# Traffic Ticket (moving violation)



## slacker (Mar 8, 2010)

Hi all,

Anyone has experience in negotiating a moving violation into a non-moving violation? (ie: negotiate speeding down to parking?)

I calculate that a single moving violation ticket will cost about $650 extra in insurance over 3 years.

Thanks,
Slacker


----------



## jamesbe (May 8, 2010)

I don't think that is possible unless the moving violation was a city bylaw and not a hta infraction.


----------



## KaeJS (Sep 28, 2010)

You can't.

You will need to fight it, though. Or at least see the Justice of the Peace.

What's the actual situation? Were you speeding?


----------



## DanFo (Apr 9, 2011)

for only a speeding violation to move your insurance up that much i would wonder how many tickets you have had before?? I had a colleague who argued a reckless driving into leaving the roadway which is solely the reason he can still legallay drive today.. It should be noted he was totally at fault and probably under an influence but lawyers can be worth the cost in certain situations.


----------



## slacker (Mar 8, 2010)

Details: DISOBEY STOP SIGN - FAIL TO STOP

Contrary to HIGHWAY TRAFFIC ACT 136(1)(a)

http://www.e-laws.gov.on.ca/html/statutes/english/elaws_statutes_90h08_e.htm#BK213

I believe this is a 3 demerit point:

http://www.mto.gov.on.ca/english/dandv/driver/demerit.shtml

Cost: $110 ticket and about $215 increase in insurance for 3 years = $750

I've tried punching in various combinations to the insurance web page, and the only thing that matters to them is non-parking convictions. In other words, even if I negotiate this into something less serious (say seat belt violation, 2 demerit points), the insurance company will still charge me the same increased amount.

The cop seem helpful in that he pointed out that I can probably get the ticket reduced to about $50 if I talked to the prosecutor, but in this case, my goal is to either get no conviction, or at least turn this into a parking conviction. Because that is the one that will save me the most money.

I'll willing to offer up to paying a $400 parking ticket, if that's possible. Otherwise, I'll have to fight the ticket, and hope it gets thrown out.


PS: I otherwise have a perfectly clean record (no convictions in the previous 3 years)


----------



## DanFo (Apr 9, 2011)

if you only ran a stop sign you might get by without a hit on your insurance...i had a failure to stop about 13 yrs ago but it resulted in an accident and I was at fault so i was screwed....but I know many many people with infractions and when they resulted in no insurance claims they have never resulted in higher insurance rates..risk could very well be dependant on your personal discloslure mind you.


----------



## financialnoob (Feb 26, 2011)

I think we're talking about two separate things here. The traffic ticket is enforced by a provincial police officer, while a parking ticket is the domain of a municipality parking enforcement agent. That's why most insurance websites specifically mention to exclude parking tickets from the infractions. Some do include it, but just as a way of separating the wheat from the chaff.

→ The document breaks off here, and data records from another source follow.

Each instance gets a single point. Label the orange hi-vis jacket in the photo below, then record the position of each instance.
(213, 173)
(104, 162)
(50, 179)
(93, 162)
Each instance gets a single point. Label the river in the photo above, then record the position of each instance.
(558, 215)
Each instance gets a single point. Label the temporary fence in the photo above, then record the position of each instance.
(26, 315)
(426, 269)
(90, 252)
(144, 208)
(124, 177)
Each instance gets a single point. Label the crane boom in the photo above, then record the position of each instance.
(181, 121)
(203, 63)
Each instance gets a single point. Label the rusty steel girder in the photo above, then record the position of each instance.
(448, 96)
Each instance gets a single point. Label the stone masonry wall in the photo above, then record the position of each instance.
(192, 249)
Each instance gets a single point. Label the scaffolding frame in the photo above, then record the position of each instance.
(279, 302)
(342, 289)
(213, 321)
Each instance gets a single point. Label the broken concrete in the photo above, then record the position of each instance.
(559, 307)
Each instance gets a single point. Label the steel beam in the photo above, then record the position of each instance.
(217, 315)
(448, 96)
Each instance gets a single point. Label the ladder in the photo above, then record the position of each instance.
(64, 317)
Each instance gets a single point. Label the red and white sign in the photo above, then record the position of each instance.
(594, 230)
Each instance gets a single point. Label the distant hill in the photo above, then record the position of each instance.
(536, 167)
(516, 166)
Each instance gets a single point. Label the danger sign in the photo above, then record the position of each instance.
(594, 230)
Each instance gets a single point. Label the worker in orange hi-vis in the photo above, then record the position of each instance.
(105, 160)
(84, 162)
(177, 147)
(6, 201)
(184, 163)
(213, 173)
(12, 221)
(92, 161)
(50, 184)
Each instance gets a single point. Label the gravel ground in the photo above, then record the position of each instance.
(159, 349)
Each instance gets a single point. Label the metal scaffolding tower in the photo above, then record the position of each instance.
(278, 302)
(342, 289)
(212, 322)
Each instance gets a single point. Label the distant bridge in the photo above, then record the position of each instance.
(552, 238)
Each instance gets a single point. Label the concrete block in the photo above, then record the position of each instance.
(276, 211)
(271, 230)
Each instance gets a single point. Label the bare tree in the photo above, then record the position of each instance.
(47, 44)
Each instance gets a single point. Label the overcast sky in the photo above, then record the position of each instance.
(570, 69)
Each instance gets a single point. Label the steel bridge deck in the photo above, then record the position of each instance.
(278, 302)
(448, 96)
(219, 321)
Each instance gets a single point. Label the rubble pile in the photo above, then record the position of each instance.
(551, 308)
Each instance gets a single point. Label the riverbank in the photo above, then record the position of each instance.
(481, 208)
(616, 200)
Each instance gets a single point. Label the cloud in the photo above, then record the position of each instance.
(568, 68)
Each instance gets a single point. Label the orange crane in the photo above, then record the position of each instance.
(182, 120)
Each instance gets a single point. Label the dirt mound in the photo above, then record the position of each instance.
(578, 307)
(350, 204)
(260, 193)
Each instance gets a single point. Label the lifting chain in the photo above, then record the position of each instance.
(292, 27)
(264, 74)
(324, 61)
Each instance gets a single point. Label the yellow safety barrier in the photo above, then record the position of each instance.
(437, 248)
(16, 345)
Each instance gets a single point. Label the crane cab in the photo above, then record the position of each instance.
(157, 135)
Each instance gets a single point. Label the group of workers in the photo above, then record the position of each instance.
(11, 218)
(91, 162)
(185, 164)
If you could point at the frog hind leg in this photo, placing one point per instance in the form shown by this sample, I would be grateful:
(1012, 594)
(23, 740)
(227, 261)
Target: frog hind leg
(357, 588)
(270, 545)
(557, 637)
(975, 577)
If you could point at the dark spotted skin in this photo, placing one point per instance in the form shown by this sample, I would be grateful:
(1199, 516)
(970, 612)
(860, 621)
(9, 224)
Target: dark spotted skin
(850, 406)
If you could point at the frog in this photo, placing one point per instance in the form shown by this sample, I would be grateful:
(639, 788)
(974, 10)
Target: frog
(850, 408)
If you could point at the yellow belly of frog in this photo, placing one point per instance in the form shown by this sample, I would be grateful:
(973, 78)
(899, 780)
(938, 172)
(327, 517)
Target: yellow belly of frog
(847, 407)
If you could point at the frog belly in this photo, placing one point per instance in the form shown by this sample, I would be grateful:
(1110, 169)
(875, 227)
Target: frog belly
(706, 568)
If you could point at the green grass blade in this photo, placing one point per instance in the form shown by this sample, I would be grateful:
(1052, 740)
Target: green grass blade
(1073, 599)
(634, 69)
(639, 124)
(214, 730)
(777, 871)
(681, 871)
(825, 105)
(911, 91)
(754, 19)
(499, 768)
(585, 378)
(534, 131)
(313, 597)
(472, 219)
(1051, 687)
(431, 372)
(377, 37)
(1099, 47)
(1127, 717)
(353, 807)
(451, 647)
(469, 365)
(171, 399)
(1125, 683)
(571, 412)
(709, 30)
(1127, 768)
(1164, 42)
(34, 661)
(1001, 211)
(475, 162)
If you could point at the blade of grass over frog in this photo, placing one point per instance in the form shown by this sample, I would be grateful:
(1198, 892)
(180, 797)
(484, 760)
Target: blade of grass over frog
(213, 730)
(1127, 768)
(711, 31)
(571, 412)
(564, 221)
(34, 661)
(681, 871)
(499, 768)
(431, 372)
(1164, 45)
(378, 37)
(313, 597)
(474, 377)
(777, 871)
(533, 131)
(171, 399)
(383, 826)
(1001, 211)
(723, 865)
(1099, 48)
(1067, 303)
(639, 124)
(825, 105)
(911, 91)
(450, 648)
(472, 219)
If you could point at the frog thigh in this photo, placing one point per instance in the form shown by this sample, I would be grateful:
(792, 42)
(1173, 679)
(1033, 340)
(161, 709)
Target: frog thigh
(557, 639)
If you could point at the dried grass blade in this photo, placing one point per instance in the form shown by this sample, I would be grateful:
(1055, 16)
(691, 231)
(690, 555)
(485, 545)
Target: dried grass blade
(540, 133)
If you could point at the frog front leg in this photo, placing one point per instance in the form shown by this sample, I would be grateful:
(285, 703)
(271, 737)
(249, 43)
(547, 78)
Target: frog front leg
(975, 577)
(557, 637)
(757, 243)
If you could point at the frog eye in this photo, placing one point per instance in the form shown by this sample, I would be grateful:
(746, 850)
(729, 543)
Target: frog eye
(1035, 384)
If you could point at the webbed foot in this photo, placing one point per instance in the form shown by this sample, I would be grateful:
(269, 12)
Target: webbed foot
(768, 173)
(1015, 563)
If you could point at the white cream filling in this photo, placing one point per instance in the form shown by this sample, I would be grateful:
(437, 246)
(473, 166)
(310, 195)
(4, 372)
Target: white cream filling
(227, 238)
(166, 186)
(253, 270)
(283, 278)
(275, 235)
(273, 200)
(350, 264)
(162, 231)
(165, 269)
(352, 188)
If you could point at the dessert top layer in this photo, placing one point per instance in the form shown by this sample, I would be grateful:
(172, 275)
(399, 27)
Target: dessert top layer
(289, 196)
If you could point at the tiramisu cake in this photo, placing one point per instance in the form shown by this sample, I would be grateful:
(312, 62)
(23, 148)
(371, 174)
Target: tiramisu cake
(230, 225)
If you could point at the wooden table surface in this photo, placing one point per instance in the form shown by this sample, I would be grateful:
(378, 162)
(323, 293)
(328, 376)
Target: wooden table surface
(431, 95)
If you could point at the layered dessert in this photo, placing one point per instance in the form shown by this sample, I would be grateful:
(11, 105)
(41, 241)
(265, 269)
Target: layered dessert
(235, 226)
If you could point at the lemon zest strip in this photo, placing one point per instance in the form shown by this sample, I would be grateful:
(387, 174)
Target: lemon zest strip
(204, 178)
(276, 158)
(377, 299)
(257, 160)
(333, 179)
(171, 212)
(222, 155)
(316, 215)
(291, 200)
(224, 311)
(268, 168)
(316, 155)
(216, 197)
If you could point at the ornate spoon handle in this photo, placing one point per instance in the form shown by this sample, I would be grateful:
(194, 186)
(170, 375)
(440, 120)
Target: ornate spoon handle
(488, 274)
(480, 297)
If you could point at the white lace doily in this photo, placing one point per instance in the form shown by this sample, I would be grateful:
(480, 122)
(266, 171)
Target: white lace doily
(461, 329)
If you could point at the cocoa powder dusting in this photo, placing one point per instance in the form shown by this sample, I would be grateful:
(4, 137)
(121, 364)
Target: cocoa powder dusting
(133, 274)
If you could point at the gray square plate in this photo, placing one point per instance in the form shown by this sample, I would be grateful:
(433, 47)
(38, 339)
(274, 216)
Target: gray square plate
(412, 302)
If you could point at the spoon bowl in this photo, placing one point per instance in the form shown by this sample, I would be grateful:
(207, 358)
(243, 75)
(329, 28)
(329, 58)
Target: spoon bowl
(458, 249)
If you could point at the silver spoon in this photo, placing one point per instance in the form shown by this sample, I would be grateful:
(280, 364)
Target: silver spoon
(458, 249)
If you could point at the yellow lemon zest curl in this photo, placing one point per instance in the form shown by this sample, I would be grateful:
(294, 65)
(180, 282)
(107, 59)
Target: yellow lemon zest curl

For insurance purposes, traffic tickets are categorized into minor, major, and criminal tickets. Yours is a minor violation, but switching to another minor would still be the same for insurance purposes. Quite often, cops or prosecutors talk about how tickets can be talked down from 3 points to 0 points so it won't impact insurance, but that's incorrect. Points are a completely separate thing (for drivers licenses) and don't impact insurance.

If you are planning on fighting the ticket, I would try to get an adjournment. Traffic court seems to set up all of a specific cop's tickets to one block of time in one day for convenience, so quite often you'll see one cop go up for 7 tickets in a row and then leave. Is it likely he'll come back another day in the future just for you? Probably not. This has worked on a few tickets for friends, though it didn't once. I suspect the guy pissed off the cop enough that he was memorable enough for the cop to want to come get him.


----------



## slacker (Mar 8, 2010)

@financialnoob: +1 knowledgable !!


----------



## m3s (Apr 3, 2010)

If you live in the GTA, all you have to do it fight it. When it takes them over 11 months to get you a court date you claim charter of rights and freedoms

And stop speeding or move to a country without intentional cashgrab limits and outrageous insurance premiums


----------



## Sherlock (Apr 18, 2010)

Is your driving record otherwise stellar? If so your insurance company is likely to not raise your rates for a first offence.


----------



## peterk (May 16, 2010)

mode3sour, any suggestions on such a country?


----------



## m3s (Apr 3, 2010)

It's hit or miss some countries are worse than Canada in this regard, and many are more reasonable. My bike and sport car insurance are a fraction of what they were in Canada, and even more services (road side assistance here makes CAA a joke). They took into account that I've never made an insurance claim, and ignored the petty tickets. I got a ticket when I first moved.... for $30 and no record!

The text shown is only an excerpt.